Family is very important to me, the reason being surrounded by loved one’s who sometimes get irritating though, and well! I think they do so for my best interest.




Materialistic pleasures have been blessed in abundance to me and I have taken undue advantages of that. Superstition has a small but definite role to play in the analytical time of my life. Strong in values of religious tradition to which I belong at the same time self tolerant to others perspectives for good and accepts the pyramid of universal truth of prayer, positive energy and love.

My friends very few that I have are very dear to me, I try to be loyal to them, for they have supported and loved me a lot, which I appreciate.

Professionally being a hotelier was not easy, emerging from the typical Indian family dreams of doctors and engineers was a quite a mellow drama, but  today I can be well deservedly be proud of my accomplishments and I am grateful to Almighty and to all of them who helped me in achieving it.

This reminds me of how I evolved myself, being a quite student I was not appreciated because it did not reflect on my studies but it all revolved and changed at the age of ten, I guess it was the first se3lf accomplishment that made me feel good ,My first prize on the elocution “Truth is the greatest power” looking back I still remember that I did not feel cold while facing 400 pupils of my school as an audience The good feeling lasted with more to come on its way for the next five years until I graduated the school.

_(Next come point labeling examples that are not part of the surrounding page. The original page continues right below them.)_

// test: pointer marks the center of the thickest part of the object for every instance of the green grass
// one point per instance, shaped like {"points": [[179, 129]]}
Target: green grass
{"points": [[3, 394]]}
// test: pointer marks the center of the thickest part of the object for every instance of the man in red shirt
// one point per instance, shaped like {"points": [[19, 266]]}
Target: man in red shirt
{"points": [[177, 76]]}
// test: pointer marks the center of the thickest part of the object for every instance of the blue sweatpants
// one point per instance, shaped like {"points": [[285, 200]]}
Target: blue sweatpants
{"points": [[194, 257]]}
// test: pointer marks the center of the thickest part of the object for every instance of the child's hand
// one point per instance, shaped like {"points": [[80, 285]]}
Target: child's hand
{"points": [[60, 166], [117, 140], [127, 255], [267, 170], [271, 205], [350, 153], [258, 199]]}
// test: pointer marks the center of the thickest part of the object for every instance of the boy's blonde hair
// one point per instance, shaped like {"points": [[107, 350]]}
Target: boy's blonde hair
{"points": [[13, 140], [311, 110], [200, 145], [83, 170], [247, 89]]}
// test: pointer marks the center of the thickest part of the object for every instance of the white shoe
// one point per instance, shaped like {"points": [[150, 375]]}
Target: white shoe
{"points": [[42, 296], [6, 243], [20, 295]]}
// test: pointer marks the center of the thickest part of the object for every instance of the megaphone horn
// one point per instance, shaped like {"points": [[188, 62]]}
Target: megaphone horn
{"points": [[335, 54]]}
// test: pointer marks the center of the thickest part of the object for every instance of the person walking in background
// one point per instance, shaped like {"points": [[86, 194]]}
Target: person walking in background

Again I guess I was lost in goodness and felt I was lost in time when I emerged my wings out of the cocoon. I was not prepared to face the world. Two years of dreadfulness, I acted weird, did nasty things. I hate to remember!! The negativity also had its positive attributes .I was able to define my future studies and career here. The next four years of my life I was as happy as a flying bird, never regretted a moment.” the best four years of my life” .Oh! How I wish I could go back with time.


Leaping into professional world, I was well prepared by the rigors training by my Alma mater .so, adjusting myself to this new world was not strange.

Now that I continue to introspect myself further in quest of an answer I stand confused, the subject quite complex and sensitive, even my best of friends and family will be of no help to me. I hope time will help me understand it and I am positive “it” will do so. To balance my emotions until then…is quite a challenge.